Property tax to go up 3.75%
Toronto city councillors have been presented with a proposed operating budget this year of $8.2 billion — to be precise, $8,186,920,000 — a figure that will require homeowners to fork over an extra 3.75 per cent on their property tax bill.
The trade-off is a modest package of new services, led by improvements to public transit.
On the average home assessed at $365,468, the hike will add about $81 to the tax bill. Most of that will cover inflation in the cost of wages and supplies, but about 1 percentage point of the increase will fund $12 million in new "strategic investments," chief financial officer Joe Pennachetti said yesterday.
That includes expanding the hours of city bus routes; upgrading, cleaning and painting subway stations; and measures to reduce TTC job injuries and absenteeism.
The package, described by budget chair Shelley Carroll as "ridiculously modest," also includes $1.3 million for grants to community organizations in low-income neighbourhoods, $800,000 to open new waterfront parks and $705,000 to remove tree hazards in the parks.
But the bulk of the property tax will help pay the rising costs of existing services in the budget, which is up from $7.8 billion last year.
Commercial property owners can expect a 1.25 per cent property tax hike.

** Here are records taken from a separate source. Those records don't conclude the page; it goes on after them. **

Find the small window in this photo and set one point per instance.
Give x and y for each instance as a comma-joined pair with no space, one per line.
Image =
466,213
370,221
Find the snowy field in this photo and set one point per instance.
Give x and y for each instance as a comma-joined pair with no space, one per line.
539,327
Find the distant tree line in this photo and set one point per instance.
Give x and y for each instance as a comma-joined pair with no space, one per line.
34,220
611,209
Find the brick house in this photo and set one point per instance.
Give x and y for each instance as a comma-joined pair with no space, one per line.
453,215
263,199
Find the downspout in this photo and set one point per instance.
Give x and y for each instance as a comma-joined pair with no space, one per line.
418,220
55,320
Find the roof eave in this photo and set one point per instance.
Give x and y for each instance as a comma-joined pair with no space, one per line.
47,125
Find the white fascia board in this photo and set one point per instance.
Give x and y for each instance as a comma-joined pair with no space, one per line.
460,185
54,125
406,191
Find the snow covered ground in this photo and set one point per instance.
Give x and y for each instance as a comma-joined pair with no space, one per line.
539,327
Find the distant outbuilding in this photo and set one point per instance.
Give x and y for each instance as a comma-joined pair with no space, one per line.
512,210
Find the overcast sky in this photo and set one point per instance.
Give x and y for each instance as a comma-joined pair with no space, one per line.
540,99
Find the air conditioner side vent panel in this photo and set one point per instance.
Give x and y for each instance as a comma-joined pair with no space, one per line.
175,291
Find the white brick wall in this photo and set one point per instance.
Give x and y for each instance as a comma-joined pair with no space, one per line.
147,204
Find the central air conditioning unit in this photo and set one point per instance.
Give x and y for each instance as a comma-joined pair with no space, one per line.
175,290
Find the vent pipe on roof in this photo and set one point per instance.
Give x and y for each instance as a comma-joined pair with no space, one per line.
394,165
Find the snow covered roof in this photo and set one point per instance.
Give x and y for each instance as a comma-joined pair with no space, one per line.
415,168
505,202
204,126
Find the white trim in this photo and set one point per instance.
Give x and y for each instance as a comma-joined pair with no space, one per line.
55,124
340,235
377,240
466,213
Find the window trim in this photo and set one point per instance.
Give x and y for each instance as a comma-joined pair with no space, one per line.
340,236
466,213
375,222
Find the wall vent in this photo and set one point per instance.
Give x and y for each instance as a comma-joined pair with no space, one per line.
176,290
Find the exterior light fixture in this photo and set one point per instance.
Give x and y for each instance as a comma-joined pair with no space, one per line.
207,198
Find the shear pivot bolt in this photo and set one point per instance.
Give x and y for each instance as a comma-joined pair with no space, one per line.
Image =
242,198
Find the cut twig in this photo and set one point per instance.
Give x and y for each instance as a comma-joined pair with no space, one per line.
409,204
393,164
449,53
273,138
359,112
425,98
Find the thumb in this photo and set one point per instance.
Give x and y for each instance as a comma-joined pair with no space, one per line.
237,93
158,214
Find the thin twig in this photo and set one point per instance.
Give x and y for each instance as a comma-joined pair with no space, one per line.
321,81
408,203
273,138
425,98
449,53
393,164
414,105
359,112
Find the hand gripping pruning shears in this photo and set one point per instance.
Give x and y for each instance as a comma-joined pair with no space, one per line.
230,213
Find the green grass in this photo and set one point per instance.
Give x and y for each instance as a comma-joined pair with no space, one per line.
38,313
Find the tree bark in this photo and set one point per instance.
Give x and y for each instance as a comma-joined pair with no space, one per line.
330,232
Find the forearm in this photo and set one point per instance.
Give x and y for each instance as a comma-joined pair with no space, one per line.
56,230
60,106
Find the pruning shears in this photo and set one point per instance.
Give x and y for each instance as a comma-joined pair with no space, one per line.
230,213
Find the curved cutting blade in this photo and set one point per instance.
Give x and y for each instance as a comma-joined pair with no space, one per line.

When combined, the increases will generate $75 million.
The city has earmarked $120 million to cover known wage hikes in 2008, but it doesn’t include the cost of new contracts being negotiated this year by police and transit workers. Contracts covering other city workers don’t expire until Dec. 31.
Pennachetti said, without revealing the amounts, the city has pencilled in money to cover police and transit settlements.
Mayor David Miller insisted the proposed budget meets his campaign commitment that taxes would increase only in line with the rate of inflation.
- The Canadian Taxpayers Federation said the tax hike is much higher than inflation, which Statistics Canada says is running at 2.4 per cent.